Estaba un servidor en una reunión de amigos, tertuliando tras una agradable comida cuando, no sé a cuento de qué, la conversación abandonó los elogios dirigidos a los anfitriones y su buen hacer en la cocina, y caminó hacia términos como convivencia, tolerancia y sus sinónimos, todos de muy actualidad, aunque no se puede negar que desde hace algún tiempo lo están, a pesar del mal uso que se les da. Y más concretamente se hablaba de esas acciones en el mundo escolar, pues de llegar hasta ese punto se encargaron un par de personas que habían desarrollado su vida profesional entre chavales, exámenes y guardias en los recreos.
Nos hablaban de que en un principio estaría el respeto y desde él se construirá la convivencia, aceptando las diferencias y las distintas opiniones, todo ello desde la igualdad, con lo que se favorecería la resolución de manera pacífica, entre otras cuestiones, de los conflictos, desacuerdos y disputas. Para ello, el centro educativo se debe responsabilizar de que la población estudiantil adquiera las habilidades y competencias precisas para alcanzar un positivo grado de convivencia, no sólo en el ámbito escolar, sino también en su posterior desarrollo como ciudadanos.
Y en esos términos continuaba la conversación, prácticamente acaparada por los dos profesionales, cuando no pude evitar traer de un lugar de mi memoria, de hace casi cincuenta años o más, el recuerdo de los juegos infantiles durante el recreo del instituto que, de pronto, me pareció el más claro ejemplo de convivencia y entendimiento que pudiera imaginar.
Les conté que el instituto en el que estudié aquel largo bachiller de los sesenta y setenta, disponía de unos amplios espacios para disfrutar del tiempo del recreo. Sin embargo, sólo tenía una pista deportiva de pavimento de hormigón que con el paso de los años presentaba un deterioro que nunca vi reparado. Sus dimensiones eran algo mayores a un campo de balonmano; también tenía dos porterías para ese deporte y dos canastas de baloncesto que permanecían en un fondo de la pista mientras no hubiera necesidad de usarlas.
En esa pista, llegado el recreo, podían disputarse fácilmente tres o cuatro partidos de fútbol a la vez. Cada curso jugaba su partido, con un indeterminado número de participanes, los que ese día quisieran jugar. Es fácil imaginar el lío que aquello suponía en un espacio tan pequeño, pero al que no quedaba otro remedio que acostumbrarse, sin molestarnos los de un partido a los de otro, sin obstaculizarnos, sin tocar el balón que no fuera nuestro. El nivel de entendimiento llegaba a su máxima cota cuando jugadores de uno de los equipos, el que fuera, llegaba hasta la portería contraria, de la que se retiraban los porteros de los otros partidos para no incordiar al que correspondía defender en ese momento.

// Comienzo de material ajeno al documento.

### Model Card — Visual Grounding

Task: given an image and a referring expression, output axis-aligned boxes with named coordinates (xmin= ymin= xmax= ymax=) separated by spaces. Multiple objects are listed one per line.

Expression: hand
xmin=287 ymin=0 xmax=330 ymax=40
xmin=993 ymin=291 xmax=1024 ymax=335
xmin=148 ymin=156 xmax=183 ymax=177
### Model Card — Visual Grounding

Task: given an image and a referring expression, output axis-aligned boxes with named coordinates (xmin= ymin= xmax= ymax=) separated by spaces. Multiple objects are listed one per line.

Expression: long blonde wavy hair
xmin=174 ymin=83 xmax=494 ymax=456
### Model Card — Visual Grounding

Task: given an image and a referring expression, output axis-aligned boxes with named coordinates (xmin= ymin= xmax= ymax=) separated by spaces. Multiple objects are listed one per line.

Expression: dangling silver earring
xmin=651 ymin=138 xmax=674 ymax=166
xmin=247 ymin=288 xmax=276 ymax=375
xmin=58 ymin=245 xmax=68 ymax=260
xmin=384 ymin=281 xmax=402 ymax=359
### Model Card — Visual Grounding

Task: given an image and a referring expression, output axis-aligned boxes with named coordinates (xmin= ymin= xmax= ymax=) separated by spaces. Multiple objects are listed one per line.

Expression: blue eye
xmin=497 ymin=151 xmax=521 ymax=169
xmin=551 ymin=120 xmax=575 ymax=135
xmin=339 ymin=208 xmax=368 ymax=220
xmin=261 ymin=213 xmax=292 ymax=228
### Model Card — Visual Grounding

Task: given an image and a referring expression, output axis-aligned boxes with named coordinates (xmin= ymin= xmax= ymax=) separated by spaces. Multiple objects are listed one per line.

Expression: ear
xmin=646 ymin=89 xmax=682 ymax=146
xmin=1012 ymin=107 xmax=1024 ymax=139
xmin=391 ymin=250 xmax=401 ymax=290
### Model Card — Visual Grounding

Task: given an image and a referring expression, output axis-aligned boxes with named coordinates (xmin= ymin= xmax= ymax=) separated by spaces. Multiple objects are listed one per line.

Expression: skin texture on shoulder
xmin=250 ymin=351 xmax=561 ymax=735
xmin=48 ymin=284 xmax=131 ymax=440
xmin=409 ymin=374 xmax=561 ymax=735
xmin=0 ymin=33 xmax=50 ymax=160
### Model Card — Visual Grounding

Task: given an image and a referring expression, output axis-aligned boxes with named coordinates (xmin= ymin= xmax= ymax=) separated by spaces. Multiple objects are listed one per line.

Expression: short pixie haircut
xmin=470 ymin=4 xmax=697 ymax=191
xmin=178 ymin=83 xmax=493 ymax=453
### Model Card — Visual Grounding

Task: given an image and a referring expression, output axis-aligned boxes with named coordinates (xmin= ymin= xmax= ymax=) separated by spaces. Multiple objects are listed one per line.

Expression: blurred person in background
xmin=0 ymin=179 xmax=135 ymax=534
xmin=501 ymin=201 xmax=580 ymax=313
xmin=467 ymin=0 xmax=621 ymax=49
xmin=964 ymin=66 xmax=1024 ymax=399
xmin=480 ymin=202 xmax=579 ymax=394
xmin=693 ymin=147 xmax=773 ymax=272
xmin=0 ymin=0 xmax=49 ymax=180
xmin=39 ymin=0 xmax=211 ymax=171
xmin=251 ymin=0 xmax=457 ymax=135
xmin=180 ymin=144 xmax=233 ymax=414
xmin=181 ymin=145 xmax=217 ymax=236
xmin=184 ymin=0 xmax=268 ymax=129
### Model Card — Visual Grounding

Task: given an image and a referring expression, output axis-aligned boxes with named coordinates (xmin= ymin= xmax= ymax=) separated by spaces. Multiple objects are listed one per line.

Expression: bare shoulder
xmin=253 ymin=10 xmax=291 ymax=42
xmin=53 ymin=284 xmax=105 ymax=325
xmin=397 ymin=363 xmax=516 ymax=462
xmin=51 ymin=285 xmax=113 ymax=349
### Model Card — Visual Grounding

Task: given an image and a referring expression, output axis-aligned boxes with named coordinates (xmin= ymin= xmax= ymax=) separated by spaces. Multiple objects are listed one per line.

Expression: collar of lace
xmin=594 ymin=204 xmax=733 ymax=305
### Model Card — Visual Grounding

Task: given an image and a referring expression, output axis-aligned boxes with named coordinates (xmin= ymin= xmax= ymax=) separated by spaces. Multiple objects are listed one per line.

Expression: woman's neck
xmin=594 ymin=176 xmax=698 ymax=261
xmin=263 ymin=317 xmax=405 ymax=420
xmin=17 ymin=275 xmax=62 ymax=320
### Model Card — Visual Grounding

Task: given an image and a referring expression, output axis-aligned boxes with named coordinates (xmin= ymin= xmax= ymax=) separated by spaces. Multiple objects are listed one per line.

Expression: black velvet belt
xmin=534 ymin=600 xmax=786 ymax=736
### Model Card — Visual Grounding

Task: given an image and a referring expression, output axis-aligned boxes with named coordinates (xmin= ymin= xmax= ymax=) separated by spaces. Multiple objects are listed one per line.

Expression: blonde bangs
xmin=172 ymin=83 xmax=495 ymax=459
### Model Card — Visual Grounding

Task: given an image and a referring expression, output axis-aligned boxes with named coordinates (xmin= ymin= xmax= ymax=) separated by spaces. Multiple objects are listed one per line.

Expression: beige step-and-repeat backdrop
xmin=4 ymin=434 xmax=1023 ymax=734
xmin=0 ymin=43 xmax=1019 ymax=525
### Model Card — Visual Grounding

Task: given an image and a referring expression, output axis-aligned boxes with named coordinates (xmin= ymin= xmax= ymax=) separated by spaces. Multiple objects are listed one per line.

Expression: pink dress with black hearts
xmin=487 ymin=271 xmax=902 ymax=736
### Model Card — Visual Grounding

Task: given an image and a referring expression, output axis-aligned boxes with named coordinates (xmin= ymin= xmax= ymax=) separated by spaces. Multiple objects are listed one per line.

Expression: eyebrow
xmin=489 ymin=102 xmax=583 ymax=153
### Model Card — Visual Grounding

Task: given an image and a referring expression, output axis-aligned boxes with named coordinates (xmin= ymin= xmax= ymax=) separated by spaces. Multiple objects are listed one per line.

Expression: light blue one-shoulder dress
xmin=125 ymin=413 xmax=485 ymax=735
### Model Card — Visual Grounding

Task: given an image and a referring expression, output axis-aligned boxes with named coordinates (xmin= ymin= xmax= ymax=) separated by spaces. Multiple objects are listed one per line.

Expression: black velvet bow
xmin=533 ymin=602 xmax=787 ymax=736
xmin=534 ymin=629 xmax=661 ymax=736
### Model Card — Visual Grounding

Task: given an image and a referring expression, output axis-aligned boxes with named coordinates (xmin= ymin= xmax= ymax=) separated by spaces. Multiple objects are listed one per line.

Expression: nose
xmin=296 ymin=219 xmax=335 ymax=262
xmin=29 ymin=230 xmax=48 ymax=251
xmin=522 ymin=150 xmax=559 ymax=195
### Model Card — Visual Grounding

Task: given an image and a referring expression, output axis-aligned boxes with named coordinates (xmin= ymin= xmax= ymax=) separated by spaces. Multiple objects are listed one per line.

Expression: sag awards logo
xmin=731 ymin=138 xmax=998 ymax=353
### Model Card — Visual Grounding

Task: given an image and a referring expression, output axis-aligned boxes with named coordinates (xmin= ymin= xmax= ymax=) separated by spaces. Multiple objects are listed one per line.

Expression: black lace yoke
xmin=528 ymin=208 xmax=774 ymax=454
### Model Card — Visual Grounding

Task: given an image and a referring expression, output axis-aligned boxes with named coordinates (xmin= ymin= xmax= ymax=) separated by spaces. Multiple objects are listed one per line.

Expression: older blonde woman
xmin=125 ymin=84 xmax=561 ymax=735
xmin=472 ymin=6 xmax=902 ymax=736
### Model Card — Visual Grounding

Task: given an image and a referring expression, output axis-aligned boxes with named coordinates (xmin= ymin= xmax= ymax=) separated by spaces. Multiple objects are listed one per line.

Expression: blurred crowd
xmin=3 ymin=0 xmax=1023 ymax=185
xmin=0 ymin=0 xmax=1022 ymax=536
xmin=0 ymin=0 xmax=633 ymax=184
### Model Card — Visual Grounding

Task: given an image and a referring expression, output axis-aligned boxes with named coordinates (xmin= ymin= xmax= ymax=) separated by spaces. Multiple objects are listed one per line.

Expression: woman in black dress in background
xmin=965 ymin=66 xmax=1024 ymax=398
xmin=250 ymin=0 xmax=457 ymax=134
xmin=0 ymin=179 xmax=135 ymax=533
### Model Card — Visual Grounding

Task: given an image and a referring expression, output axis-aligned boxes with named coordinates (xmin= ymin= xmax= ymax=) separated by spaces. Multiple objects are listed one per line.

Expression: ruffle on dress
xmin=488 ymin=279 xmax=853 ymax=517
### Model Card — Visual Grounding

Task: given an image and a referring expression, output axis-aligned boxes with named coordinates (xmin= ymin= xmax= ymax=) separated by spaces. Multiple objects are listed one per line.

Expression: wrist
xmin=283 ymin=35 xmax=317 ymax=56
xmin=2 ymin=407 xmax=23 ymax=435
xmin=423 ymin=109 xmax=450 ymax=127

Y les seguí contando que mi recuerdo llegaba aún más lejos. Les dije que estaba seguro que nadie nos había aleccionado para hacer las cosas así, que todo debió haber sido un acuerdo no escrito al que nos había llevado la necesidad de compartir un pequeño espacio entre muchos en un tiempo y una edad en la que, estoy convencido, no conocíamos el verdadero significado de la palabra tolerancia.